Lucan versuchte das Kinn zu heben, doch die Axt ließ ihn nicht los. Durch zusammengepresste Zähne antwortete er: „Ich weiß nicht – wo er sich aufhält!“

Es lief nicht gut mit seiner Gegnerin. Lucan fragte sich, warum er nicht nach Azeroth zurückglitt, so wie stets in der Vergangenheit. Er konzentrierte sich... aber nichts geschah, mit Ausnahme, dass die Orcfrau den Axtkopf nun fester unter sein Kinn presste.

„Du weißt schon! Die Vision hat es mir in der letzten Nacht verraten! Ich habe dich dort gesehen, als er den großen und treuen Brox erschlug...“

„Ich weiß... nicht, was du wi...“ Er hörte auf, als ein stechendes Gefühl unter seinem Kinn ihm verriet, dass die Axt ihn geschnitten hatte.

„Der Traum war schon wieder anders! Jedes Mal sagt er mir, was ich tun muss! Ich bin dem Ende nahe, Mensch! Ich werde meinen Blutsverwandten rächen... und du wirst mir dabei helfen oder das Schicksal des Nachtelfen teilen!“

Lucan wusste, dass sie es auch so meinte. Er murmelte vorsichtig: „Ja... ich bringe dich dorthin.“

Der Axtkopf senkte sich. Die Orckriegerin beugte sich vor, ihr Atem stank fast so schlimm wie ihr Körper. Sie blickte durch ihn hindurch. Offensichtlich war sie mit den Gedanken anderswo. „Meine Rache ist vorbestimmt... Ich habe geträumt, dass du aus der Höhle herauskommen würdest und wusste auch wo. Und genauso ist es auch geschehen! Malfurion wird sterben...“

Sie drehte ihn wieder zurück, sodass er sie führen konnte. Erst dann sah Lucan zum ersten Mal den Ort, den er zuvor durchlaufen oder nur halbtot erlebt hatte.

Die Landschaft wirkte sehr idyllisch. Es war ein unberührter Fleck reiner Natur. Langes, fließendes Gras wuchs auf Hügeln und Feldern.

Und überall standen üppige Bäume. Hierher war die Zivilisation sicherlich noch nicht vorgedrungen.
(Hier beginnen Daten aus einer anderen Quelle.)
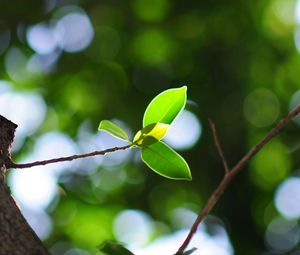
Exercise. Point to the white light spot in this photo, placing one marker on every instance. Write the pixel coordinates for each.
(41, 38)
(52, 145)
(282, 235)
(134, 227)
(42, 63)
(74, 32)
(184, 132)
(34, 188)
(287, 198)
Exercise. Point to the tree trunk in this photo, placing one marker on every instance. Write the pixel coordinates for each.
(16, 236)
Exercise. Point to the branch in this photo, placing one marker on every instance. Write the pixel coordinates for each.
(218, 145)
(232, 173)
(62, 159)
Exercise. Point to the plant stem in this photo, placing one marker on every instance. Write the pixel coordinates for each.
(62, 159)
(215, 196)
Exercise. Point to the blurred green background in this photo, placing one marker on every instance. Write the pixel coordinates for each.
(65, 65)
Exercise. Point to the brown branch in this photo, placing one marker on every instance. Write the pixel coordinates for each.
(232, 173)
(62, 159)
(218, 145)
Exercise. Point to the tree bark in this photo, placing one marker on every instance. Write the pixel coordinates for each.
(16, 236)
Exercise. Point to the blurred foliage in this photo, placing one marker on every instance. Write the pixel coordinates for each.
(240, 61)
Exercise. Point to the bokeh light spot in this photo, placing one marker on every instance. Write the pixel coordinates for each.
(282, 235)
(74, 32)
(41, 38)
(151, 10)
(287, 198)
(261, 107)
(34, 188)
(185, 132)
(133, 227)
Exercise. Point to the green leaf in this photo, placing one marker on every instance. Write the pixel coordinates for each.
(112, 248)
(165, 107)
(113, 129)
(150, 134)
(165, 161)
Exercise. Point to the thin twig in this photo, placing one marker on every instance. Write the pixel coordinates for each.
(232, 173)
(218, 145)
(62, 159)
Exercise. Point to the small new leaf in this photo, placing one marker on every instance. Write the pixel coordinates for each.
(113, 129)
(165, 161)
(165, 107)
(150, 134)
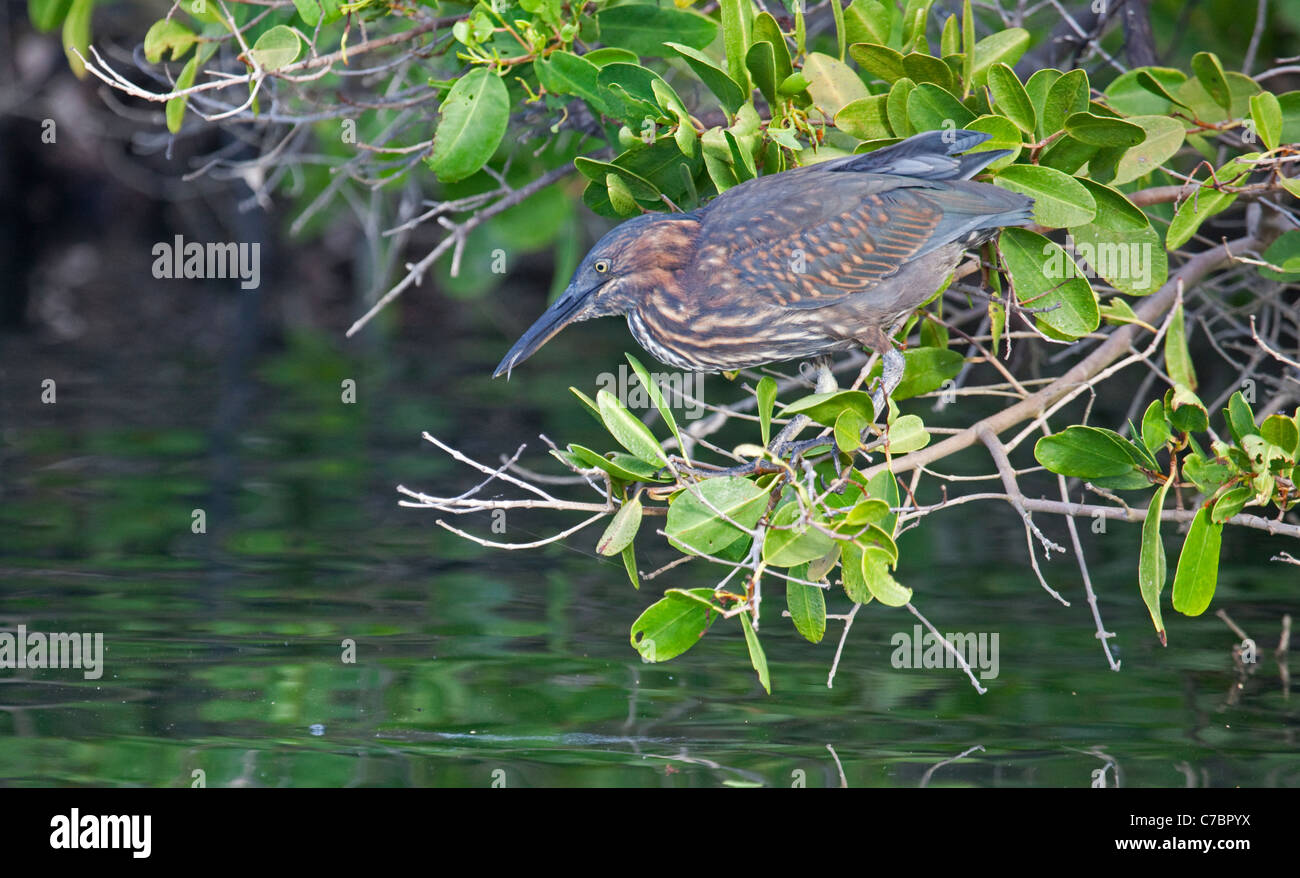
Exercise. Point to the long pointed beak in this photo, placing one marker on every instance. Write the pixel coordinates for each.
(555, 318)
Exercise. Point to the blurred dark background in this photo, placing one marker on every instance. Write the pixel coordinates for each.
(224, 645)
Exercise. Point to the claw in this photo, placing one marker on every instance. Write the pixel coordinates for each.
(892, 364)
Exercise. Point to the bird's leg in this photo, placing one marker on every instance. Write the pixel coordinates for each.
(824, 384)
(891, 370)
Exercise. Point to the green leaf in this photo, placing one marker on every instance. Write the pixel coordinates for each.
(1066, 155)
(880, 583)
(755, 653)
(672, 625)
(927, 68)
(1200, 206)
(622, 530)
(1240, 419)
(967, 47)
(867, 21)
(564, 73)
(1155, 427)
(726, 89)
(950, 38)
(1283, 252)
(1066, 96)
(168, 34)
(807, 610)
(1130, 94)
(471, 124)
(879, 60)
(1060, 200)
(628, 429)
(645, 29)
(1010, 98)
(848, 431)
(1045, 277)
(766, 30)
(1119, 243)
(1104, 130)
(77, 34)
(176, 107)
(1002, 46)
(1084, 453)
(1281, 431)
(629, 563)
(47, 14)
(696, 528)
(832, 83)
(1038, 87)
(914, 17)
(866, 119)
(932, 108)
(884, 487)
(1178, 359)
(736, 17)
(620, 195)
(1209, 72)
(1266, 113)
(311, 11)
(618, 465)
(762, 69)
(1005, 135)
(1197, 565)
(1186, 411)
(1230, 504)
(277, 48)
(1152, 567)
(766, 396)
(789, 543)
(1164, 138)
(908, 433)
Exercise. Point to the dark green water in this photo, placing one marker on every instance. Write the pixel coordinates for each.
(222, 649)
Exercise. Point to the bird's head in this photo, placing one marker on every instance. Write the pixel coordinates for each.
(629, 260)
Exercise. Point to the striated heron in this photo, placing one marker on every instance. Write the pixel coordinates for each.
(798, 264)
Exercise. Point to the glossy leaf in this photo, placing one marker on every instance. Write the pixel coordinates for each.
(694, 527)
(1197, 565)
(622, 530)
(1060, 200)
(1152, 567)
(471, 124)
(672, 625)
(807, 610)
(1084, 453)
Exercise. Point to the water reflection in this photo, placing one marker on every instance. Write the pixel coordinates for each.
(224, 648)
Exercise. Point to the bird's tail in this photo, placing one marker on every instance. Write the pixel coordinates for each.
(930, 155)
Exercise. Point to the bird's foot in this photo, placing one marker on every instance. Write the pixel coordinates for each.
(891, 375)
Es gab Tiere. In der Ferne zwitscherten einige Vögel. Es wirkt tatsächlich wie einem Traum entsprungen, dachte er.

Dann bemerkte der Kartograf, dass es in direkter Nähe keine Vögel gab. Alle schienen weit weg zu sein. Weil er sonst nichts Interessantes erkennen konnte, warf er einen Blick über seine Schulter zurück.

Lucan blieb der Mund offen stehen. Auch wenn sich der Anblick noch in einiger Entfernung befand, versuchte er doch verzweifelt, auf die Ebene der Sterblichen zurückzukehren, um dem, was er sah, zu entfliehen... aber es war vergebens.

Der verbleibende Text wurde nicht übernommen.